Die wahren Helden unserer Stadt sind nicht die, deren lächerlich ernste Gesichter uns von der »Straße der Besten« entgegenstarren. Klar ist, dass man dort auf keinen Fall landen sollte. Wer wirklich zur Legende wird, bestimmt auch in den Achtzigern noch das Erbe der Vorväter aus 1000-Mann-Lager und Zwischenbelegung. Die Reviere sind aufgeteilt. Jeder weiß, wo er hingehört: welche Schule, Parzelle, Früh- oder Spätschicht, welche Gang oder Bande, WK drei oder acht, die Polen im Polonia und die Algerier in der Kühnichter Heide. Lohsa oder Weißkollm, Kosmos oder Kasten … Gefährlich ist nur, wenn man nirgendwo dazugehört.

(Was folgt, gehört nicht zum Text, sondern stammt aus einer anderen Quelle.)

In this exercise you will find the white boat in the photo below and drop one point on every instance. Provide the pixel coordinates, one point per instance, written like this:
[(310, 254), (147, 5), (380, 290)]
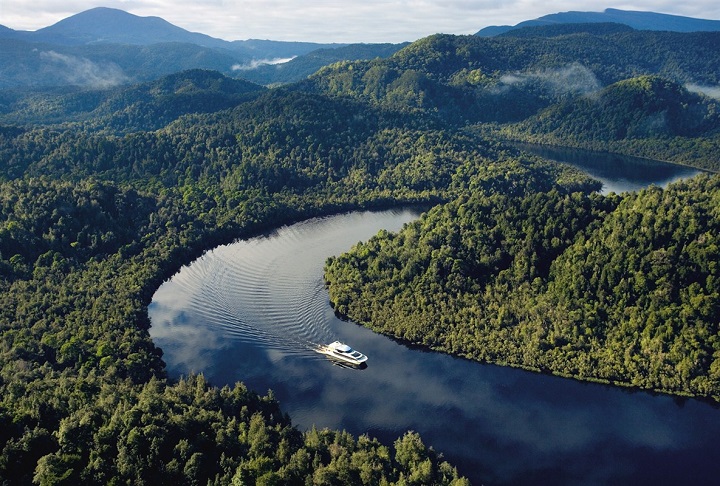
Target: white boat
[(343, 352)]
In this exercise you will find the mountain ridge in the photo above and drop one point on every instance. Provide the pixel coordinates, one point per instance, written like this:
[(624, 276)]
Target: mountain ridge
[(639, 20)]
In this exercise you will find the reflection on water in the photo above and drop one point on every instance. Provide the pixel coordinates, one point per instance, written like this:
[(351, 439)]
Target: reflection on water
[(250, 311)]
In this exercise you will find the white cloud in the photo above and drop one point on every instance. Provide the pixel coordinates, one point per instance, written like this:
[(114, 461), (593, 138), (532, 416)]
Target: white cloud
[(333, 21), (82, 71)]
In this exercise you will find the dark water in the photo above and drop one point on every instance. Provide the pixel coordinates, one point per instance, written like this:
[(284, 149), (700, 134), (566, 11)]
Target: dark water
[(618, 173), (251, 312)]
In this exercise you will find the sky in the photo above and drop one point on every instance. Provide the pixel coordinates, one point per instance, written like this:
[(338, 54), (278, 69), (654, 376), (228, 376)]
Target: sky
[(343, 21)]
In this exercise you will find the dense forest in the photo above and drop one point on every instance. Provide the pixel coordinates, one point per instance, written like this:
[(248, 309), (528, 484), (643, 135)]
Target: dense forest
[(91, 222), (619, 289), (104, 193), (590, 86)]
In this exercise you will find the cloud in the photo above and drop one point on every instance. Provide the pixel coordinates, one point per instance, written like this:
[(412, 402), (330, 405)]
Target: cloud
[(711, 91), (332, 21), (84, 72), (574, 78), (255, 63)]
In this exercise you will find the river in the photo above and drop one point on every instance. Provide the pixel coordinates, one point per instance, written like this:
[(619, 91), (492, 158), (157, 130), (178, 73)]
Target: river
[(250, 312)]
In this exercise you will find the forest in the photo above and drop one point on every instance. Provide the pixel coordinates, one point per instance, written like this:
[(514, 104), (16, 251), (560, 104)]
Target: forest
[(616, 289), (105, 193)]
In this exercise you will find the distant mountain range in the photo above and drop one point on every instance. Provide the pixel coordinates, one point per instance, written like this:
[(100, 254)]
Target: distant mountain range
[(112, 26), (636, 20), (105, 47)]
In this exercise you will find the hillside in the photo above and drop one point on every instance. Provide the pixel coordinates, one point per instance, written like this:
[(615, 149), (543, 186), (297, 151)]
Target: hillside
[(500, 83), (120, 165), (146, 106), (636, 20), (105, 47), (619, 290)]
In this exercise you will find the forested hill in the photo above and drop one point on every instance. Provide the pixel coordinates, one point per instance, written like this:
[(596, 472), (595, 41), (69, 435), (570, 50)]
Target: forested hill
[(465, 80), (140, 107), (615, 289), (91, 222), (104, 193)]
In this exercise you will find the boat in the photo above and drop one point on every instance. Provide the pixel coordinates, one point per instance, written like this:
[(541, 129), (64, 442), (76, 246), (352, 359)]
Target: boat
[(343, 352)]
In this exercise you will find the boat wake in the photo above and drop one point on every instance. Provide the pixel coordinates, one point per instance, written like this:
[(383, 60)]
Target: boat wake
[(266, 291)]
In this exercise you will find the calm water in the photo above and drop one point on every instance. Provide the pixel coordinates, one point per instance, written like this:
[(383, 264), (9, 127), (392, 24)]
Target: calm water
[(251, 312)]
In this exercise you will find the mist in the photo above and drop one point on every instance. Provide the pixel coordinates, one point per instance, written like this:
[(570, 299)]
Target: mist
[(572, 79), (81, 71), (255, 63)]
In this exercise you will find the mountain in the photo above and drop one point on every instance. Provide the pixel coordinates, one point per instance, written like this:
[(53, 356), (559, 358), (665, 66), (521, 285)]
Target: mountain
[(113, 26), (636, 108), (636, 20), (145, 106), (503, 79), (109, 26), (303, 66), (102, 47)]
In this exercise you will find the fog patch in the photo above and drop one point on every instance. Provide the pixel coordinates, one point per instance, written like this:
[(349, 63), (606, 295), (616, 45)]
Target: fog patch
[(256, 63), (711, 91), (84, 72), (572, 79)]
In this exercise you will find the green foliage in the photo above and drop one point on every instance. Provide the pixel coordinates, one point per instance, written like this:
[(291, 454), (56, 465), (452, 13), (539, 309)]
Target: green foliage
[(521, 265), (599, 288)]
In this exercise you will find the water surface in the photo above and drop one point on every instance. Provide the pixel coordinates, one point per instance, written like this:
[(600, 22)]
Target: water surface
[(251, 312)]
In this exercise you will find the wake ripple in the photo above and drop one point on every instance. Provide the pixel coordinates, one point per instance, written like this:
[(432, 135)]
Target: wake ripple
[(269, 291)]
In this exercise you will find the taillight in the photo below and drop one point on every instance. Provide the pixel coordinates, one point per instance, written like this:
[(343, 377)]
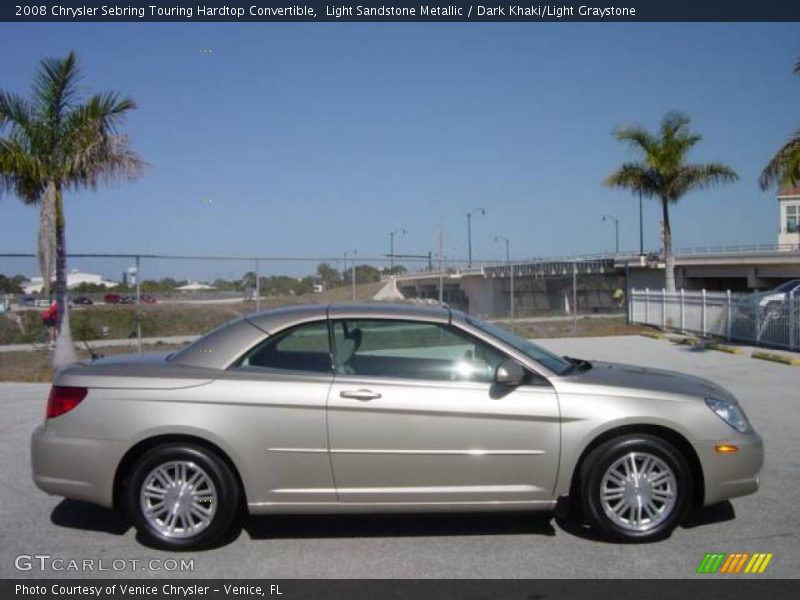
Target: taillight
[(63, 399)]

DavidWir waren kleine Jungs, neunzehn Jahre – wir wollten nach der Arbeit auch ein bisschen mitmachen. In einige Gaststätten konnten wir rein. Aber es gab auch welche, in die wir nicht konnten, zum Beispiel das Jugendklubhaus. Die Jungs dort haben gesungen: »Es ist zu dunkel hier«. So laut, dass wir rausmussten, weil, wir hatten Angst. Die waren viel zu viele. In die Altstadt sind wir auch nicht so gern gegangen. Weil, das war ein bisschen weit von der Polizei. Da mussten wir mit vier oder sechs Leuten gehen, dann wurden wir nicht angegriffen. Wenn man in einer Gaststätte war und man wollte zur Toilette, konnte man nicht alleine gehen. Da drin passiert was. Müssen wir zu zweit oder dritt gehen. Das war unser tägliches Brot. Natürlich, wir waren jung. Wir waren nicht heilig. Wir haben auch manchmal ein paar Glas Bier getrunken, und dann gab es Provokation auch von unserer Seite. Ich kann nicht sagen, nur die Deutschen haben uns provoziert, das wäre nicht richtig. Aber die deutsche Seite hat nicht zugelassen, dass wir auch mittanzen oder mitmachen.